27. maja 2010 roku została opublikowana Strategia bezpieczeństwa USA. Dokument ten w znacznym stopniu odcina się od polityki administracji George’a W. Busha. Według danych zawartych w trzecim rozdziale (pt. Advancing Our Interests) strategii, Barack Obama zobowiązuje się do zamknięcia więzienia Guantanamo w bazie marynarki wojennej w Guantanamo Bay na Kubie.
W teorii, zamknięcie tego osławionego zakładu karnego ma zwiększyć bezpieczeństwo wewnętrzne USA. Można domniemywać, że administracja Barack’a Obamy nie chce dawać terrorystom kolejnych powodów do ataków na terytorium Stanów Zjednoczonych.
Moim zdaniem nowa administracja popełniła szereg błędów, które w praktyce mogą uniemożliwić proces likwidacji obozu karnego. W pierwszej kolejności należy zaznaczyć, że prezydent Obama już w 2009 roku ubiegał się o zwiększenie budżetu o środki na likwidację więzienia. W 2011 roku podpisał ustawę o budżecie departamentu obrony USA na rok finansowy 2011 z pominięciem wyodrębnionych środków na przenoszenie osadzonych do innych ośrodków karnych, co stanowiło znaczną przeszkodę w likwidacji więzienia. Oprócz tego, jeszcze w 2009 roku, USA otrzymało od kilku państw propozycje dotyczące przyjęcia więźniów z Guantanamo, a finalnie, część osadzonych przyjęło 7 państw europejskich. Na mocy wyżej wymienionej ustawy ograniczono również możliwość relokacji więźniów do innych państw zamykając drzwi dla likwidacji więzienia. Moim zdaniem, istnieją dwie możliwości: administracji USA w znacznym stopniu brakuje konsekwencji w działaniu, albo jest to celowe działanie na zwłokę.
Należy również zwrócić uwagę na ubytki w planie przeniesienia więźniów na terytorium USA (projekt powstał już w 2009 roku). Obecne ustawodawstwo Stanów Zjednoczonych zabrania umieszczania w zakładach karnych więźniów nie oczekujących na proces sądowy. Stanowi to duże wyzwanie legislacyjne (którego możliwość rozwiązania praktycznie graniczy z cudem), gdyż Kongres USA nie jest przychylny przenoszeniu groźnych terrorystów do Stanów Zjednoczonych.

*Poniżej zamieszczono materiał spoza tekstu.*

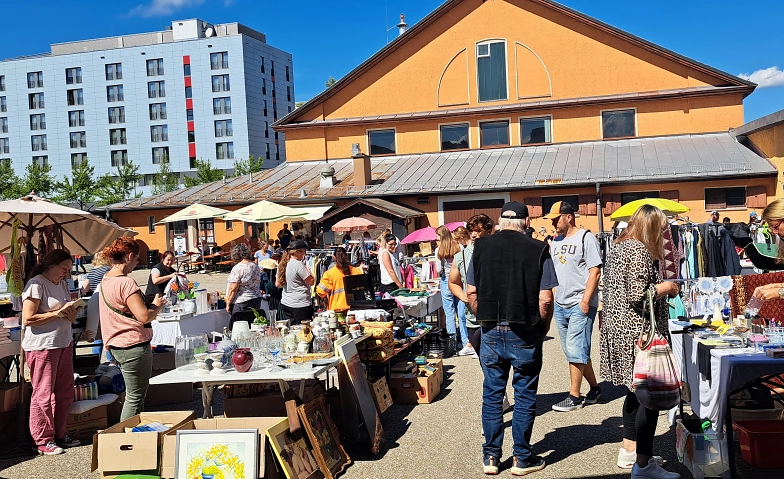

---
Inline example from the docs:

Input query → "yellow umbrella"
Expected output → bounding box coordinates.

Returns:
[223,200,308,223]
[610,198,689,221]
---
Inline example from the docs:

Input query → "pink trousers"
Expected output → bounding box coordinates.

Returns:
[25,344,74,446]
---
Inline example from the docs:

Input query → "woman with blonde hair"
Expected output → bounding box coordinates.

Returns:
[599,205,680,479]
[435,226,468,349]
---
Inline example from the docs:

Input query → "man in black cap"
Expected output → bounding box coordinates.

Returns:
[466,201,555,475]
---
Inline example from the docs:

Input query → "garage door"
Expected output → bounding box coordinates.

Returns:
[444,199,506,224]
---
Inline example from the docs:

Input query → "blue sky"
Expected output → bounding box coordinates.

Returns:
[0,0,784,121]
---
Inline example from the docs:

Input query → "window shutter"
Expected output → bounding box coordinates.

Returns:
[602,193,621,216]
[577,195,596,215]
[523,196,543,218]
[746,186,768,208]
[659,190,680,202]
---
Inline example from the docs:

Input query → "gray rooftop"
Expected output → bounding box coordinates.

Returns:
[110,133,777,210]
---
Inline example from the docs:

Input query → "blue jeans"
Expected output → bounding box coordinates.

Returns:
[479,326,542,461]
[553,303,596,364]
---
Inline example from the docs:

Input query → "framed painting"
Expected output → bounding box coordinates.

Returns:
[174,429,259,479]
[297,396,351,479]
[267,418,324,479]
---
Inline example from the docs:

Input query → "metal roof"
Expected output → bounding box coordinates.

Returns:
[109,132,777,211]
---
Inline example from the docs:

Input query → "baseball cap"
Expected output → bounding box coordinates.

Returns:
[501,201,528,220]
[544,201,580,220]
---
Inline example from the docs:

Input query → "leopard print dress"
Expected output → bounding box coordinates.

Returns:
[599,239,669,389]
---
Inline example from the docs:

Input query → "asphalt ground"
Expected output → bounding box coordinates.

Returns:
[0,270,784,479]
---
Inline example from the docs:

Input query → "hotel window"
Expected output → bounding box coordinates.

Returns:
[705,186,746,210]
[29,113,46,133]
[30,135,49,151]
[109,128,128,145]
[109,106,125,124]
[68,88,84,106]
[215,120,234,138]
[150,125,169,143]
[476,41,507,101]
[147,58,163,77]
[602,109,637,140]
[212,97,231,115]
[150,103,166,121]
[112,150,128,167]
[65,67,82,85]
[520,116,552,145]
[27,72,44,88]
[147,81,166,98]
[152,146,169,165]
[441,123,468,151]
[68,110,84,128]
[71,153,87,168]
[210,52,229,70]
[368,130,396,155]
[106,85,125,103]
[28,93,44,111]
[212,75,231,92]
[106,63,122,81]
[479,120,509,148]
[215,142,234,160]
[71,131,87,148]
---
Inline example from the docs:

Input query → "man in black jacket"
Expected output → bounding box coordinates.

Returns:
[466,201,555,475]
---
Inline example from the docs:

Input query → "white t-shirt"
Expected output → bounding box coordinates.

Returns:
[22,275,73,351]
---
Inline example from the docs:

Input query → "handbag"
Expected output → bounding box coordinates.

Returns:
[632,289,681,411]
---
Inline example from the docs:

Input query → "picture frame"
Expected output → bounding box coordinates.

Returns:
[174,429,259,479]
[266,418,324,479]
[297,396,351,479]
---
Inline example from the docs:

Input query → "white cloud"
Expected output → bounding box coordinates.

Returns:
[128,0,204,18]
[738,66,784,88]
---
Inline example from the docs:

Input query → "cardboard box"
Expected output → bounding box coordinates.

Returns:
[370,376,392,414]
[389,374,441,404]
[0,383,22,412]
[223,391,286,418]
[160,416,286,479]
[91,411,195,476]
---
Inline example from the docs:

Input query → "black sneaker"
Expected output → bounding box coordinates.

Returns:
[585,386,602,404]
[553,394,584,412]
[512,456,545,476]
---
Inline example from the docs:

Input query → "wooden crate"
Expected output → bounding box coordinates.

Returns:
[370,376,392,414]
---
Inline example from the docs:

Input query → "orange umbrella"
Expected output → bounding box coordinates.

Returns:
[332,216,376,233]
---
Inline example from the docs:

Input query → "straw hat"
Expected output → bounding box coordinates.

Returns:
[259,258,278,269]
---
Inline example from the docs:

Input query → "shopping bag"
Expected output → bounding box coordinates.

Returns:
[632,290,681,411]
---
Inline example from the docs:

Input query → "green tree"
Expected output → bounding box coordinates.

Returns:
[96,161,142,206]
[22,162,55,198]
[55,160,98,210]
[234,155,264,176]
[185,160,227,188]
[0,159,24,200]
[152,157,180,195]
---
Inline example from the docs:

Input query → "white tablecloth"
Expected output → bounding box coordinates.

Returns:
[152,310,231,346]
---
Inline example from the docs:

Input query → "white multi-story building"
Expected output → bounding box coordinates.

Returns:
[0,19,294,187]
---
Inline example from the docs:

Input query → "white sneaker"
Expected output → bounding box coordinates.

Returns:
[457,344,474,356]
[618,448,664,469]
[632,459,681,479]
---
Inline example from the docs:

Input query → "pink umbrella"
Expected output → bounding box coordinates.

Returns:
[400,226,438,244]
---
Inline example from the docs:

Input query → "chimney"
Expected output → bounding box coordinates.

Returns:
[396,13,408,36]
[351,143,373,186]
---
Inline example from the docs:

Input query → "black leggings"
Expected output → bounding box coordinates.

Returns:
[623,391,659,456]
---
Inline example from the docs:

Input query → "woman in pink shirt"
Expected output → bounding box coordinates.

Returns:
[99,237,164,421]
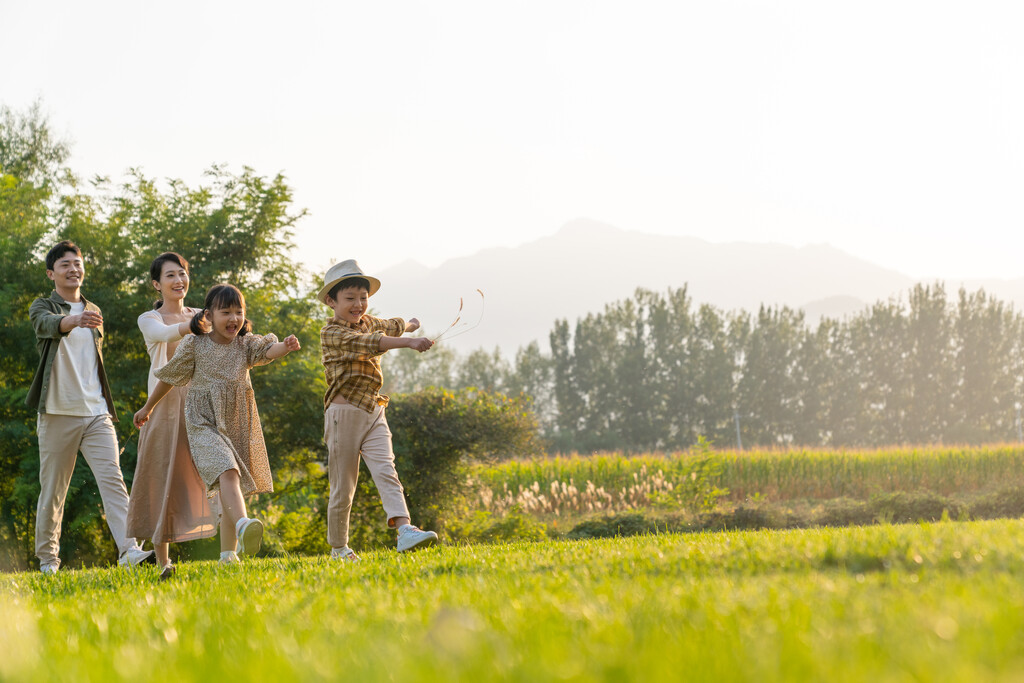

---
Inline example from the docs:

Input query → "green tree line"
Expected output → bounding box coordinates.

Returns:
[0,104,539,569]
[391,283,1024,453]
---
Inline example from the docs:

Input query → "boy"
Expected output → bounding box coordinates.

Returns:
[26,240,153,574]
[316,259,437,561]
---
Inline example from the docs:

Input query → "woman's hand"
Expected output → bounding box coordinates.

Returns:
[132,408,153,429]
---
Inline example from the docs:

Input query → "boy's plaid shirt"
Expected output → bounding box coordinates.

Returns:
[321,315,406,413]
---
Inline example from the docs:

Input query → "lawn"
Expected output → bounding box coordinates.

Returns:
[0,520,1024,683]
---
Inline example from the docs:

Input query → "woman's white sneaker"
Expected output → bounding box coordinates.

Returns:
[331,546,359,562]
[234,517,263,555]
[398,524,437,553]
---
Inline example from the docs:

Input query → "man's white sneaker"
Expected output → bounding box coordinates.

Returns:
[331,546,360,562]
[398,524,437,553]
[234,517,263,555]
[118,546,157,567]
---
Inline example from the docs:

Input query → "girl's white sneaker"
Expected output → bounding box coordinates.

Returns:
[398,524,437,553]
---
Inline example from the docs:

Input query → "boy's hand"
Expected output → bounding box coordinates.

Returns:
[132,408,150,429]
[75,310,103,328]
[409,337,434,353]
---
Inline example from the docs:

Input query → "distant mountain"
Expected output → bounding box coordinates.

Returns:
[371,219,1024,356]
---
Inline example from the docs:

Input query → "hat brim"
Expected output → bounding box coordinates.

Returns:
[316,275,381,305]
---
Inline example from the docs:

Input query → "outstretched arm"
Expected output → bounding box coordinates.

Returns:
[266,335,302,360]
[380,336,434,353]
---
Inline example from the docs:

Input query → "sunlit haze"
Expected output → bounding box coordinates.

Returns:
[8,0,1024,279]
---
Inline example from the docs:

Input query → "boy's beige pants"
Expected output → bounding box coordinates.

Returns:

W ciągu ostatnich kilku miesięcy można było zaobserwować pewne posunięcia administracji USA, które pośrednio mogłyby prowadzić do zmniejszenia liczby więźniów w zakładzie karnym na Kubie. W 2012 roku wyszły na jaw tajne pertraktacje USA z Talibami w sprawie uwolnienia porwanego w 2009 roku Rowe’a Bergdahl’a w zamian za uwolnienie 5 talibskich bojowników. Być może administracja chciała odnieść podwójną korzyść poprzez odzyskanie sierżanta armii USA jednocześnie zmniejszając liczbę osadzonych w Guantanamo. W tym celu Stany Zjednoczone doszły do porozumienia z Talibami w sprawie utworzenia specjalnego biura łącznikowego w Katarze. Oficjalnie ma ono pomagać obu stronom w dojściu do porozumienia w sprawie pokoju w Afganistanie.
Mimo zapisów w nowej strategii bezpieczeństwa narodowego USA dotyczących zmiany podejścia to kwestii terroryzmu, terrorysta nadal pozostaje wrogiem nr 1. W tym przypadku, pertraktując z grupą ewidentnie wspierającą terroryzm, Amerykanie znacząco naginają własne postanowienia zawarte w dokumencie z 2010 roku. Mimo wszystko, należy mieć na uwadze wyższy cel przyświecający temu działaniu. Niezależnie od tego, czy wynikiem takiego postępowania będzie uwolnienie porwanego żołnierza czy doprowadzenie do pokoju z Afganistanie – cel uświęci środki.